I was hoping she'd be a little more herself today, but she isn't. Lots of sleeping. She won't come out of her crate at all and she hasn't gone potty since last night. She's been growling and snapping at me when i pick her up. I feel bad for her. I'm just letting her sleep because there isn't anything i can do for her today since it's Sunday. I called the emergency line for our vet and talked to someone. They seemed to think it was within the range of normal for her to be acting the way she is. They had me check her incision and it looks fine. It would cost me a fortune to bring her to an emergency vet on a Sunday. I'd do it in a heart beat if she were in real danger, but it sounds like they wouldn't do anything anyways.
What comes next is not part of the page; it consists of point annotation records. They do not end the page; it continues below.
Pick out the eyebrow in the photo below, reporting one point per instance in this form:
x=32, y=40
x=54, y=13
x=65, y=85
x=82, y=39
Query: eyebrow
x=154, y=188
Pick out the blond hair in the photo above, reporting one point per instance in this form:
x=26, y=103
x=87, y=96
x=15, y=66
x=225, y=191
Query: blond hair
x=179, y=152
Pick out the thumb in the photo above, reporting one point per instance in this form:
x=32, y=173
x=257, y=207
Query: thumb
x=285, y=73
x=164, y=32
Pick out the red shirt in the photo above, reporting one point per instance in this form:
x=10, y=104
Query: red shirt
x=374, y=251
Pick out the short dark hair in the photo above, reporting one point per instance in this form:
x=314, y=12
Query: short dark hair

If she hasn't perked up at all by tomorrow i'll insist on some type of pain medication for her.


----------



## jaimebpa1 (Nov 8, 2011)

I was really shocked that they didn't give her any pain medication either, but a lot of my friends and family have said their dogs didn't get anything either.


----------



## Ali79 (Mar 30, 2011)

I don't want to worry you but Beau was the same as Olive when she was spayed and we took her to our vets as she wouldn't get up and walk and would just wet herself - luckily for us we have a fantastic vet whose surgery we can see from our home - it turned out that although there were no outward signs Beau did have an internal infection and needed more pain relief and antibiotics so them telling you to inspect her incision doesn't necessarily mean that everything is fine. I really hope this isn't case and she may have a low pain threshold but I would definitely push for pain relief tomorrow if she is no better!


----------



## jaimebpa1 (Nov 8, 2011)

I'm definitely bringing her to the vet in the morning if she isn't a lot better. I was told she might not be herself for a few days so maybe this is normal, but it doesn't seem ok. I should have had this done on a monday so i had access to a vet the first few days after.


----------



## Ali79 (Mar 30, 2011)

jaimebpa1 said:


> I'm definitely bringing her to the vet in the morning if she isn't a lot better. I was told she might not be herself for a few days so maybe this is normal, but it doesn't seem ok. I should have had this done on a monday so i had access to a vet the first few days after.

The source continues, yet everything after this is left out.